加えて、WhatsAppには公開ユーザー名ディレクトリが存在しない。他人が名前でアカウントを検索できず、詐欺の入り口となる手段が排除される。この設計はTelegramとは異なり、中国語圏での詐欺組織が公開検索機能を悪用し被害拡大につなげている状況とは対照的である。
メタのプライバシー強化と広がる詐欺被害
2026年、メッセージアプリを使った詐欺手口は巧妙化している。特に「豚を太らせてから切る」型(Pig-butchering)の詐欺は、冷たいメッセージから始まり、最終的に偽の投資プラットフォームで被害者の資産を抜き取る。
米当局は今年、これらの手口につながる6100万USDT没収事件を追跡したと発表。検察は詐欺犯らが直接被害者に連絡を取り、偽プラットフォームへ誘導したと指摘した。第一接触時に電話番号を非公開にすることで、こうした詐欺の典型的な侵入口も塞がれる。
一方、この機能は著名人のなりすましリスクも懸念される。インドの起業家アンカー・ワリク氏は、AIディープフェイク広告で偽のWhatsApp投資グループ宣伝に自身の名が悪用されたとして、メタを提訴している。同氏は、詐欺師が有名人に似せたハンドル名を取得し、フォロワーから金銭をだまし取る可能性を警告した。

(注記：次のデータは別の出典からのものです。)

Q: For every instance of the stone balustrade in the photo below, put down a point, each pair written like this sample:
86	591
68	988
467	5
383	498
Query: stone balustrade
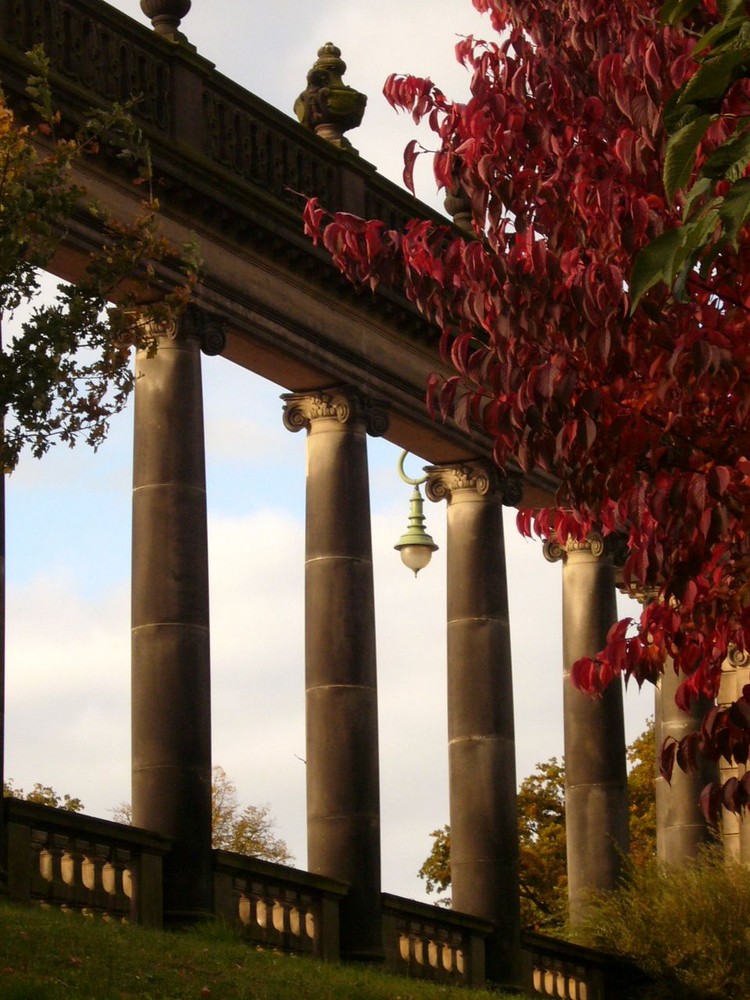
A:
429	942
275	906
553	968
82	863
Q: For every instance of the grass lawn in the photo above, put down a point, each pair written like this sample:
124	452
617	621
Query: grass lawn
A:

ワリク氏はまた、ユーザー名のみの時代には、これまでの電話番号やTruecallerによる本人確認手段が使えなくなり、偽アカウント見分けの難易度が高まると指摘した。
メタにとって今回の機能は、プラットフォーム規模拡大戦略の一環。年初にはミクロンがメタの時価総額を超えた。一方でザッカーバーグ氏の兆ドル企業化構想は投資家の注目を集め続ける。加えて広がるWeb3でのプライバシー議論は、今回に先駆けて主流社会におけるアイデンティティ保護機能の導入を後押ししてきた。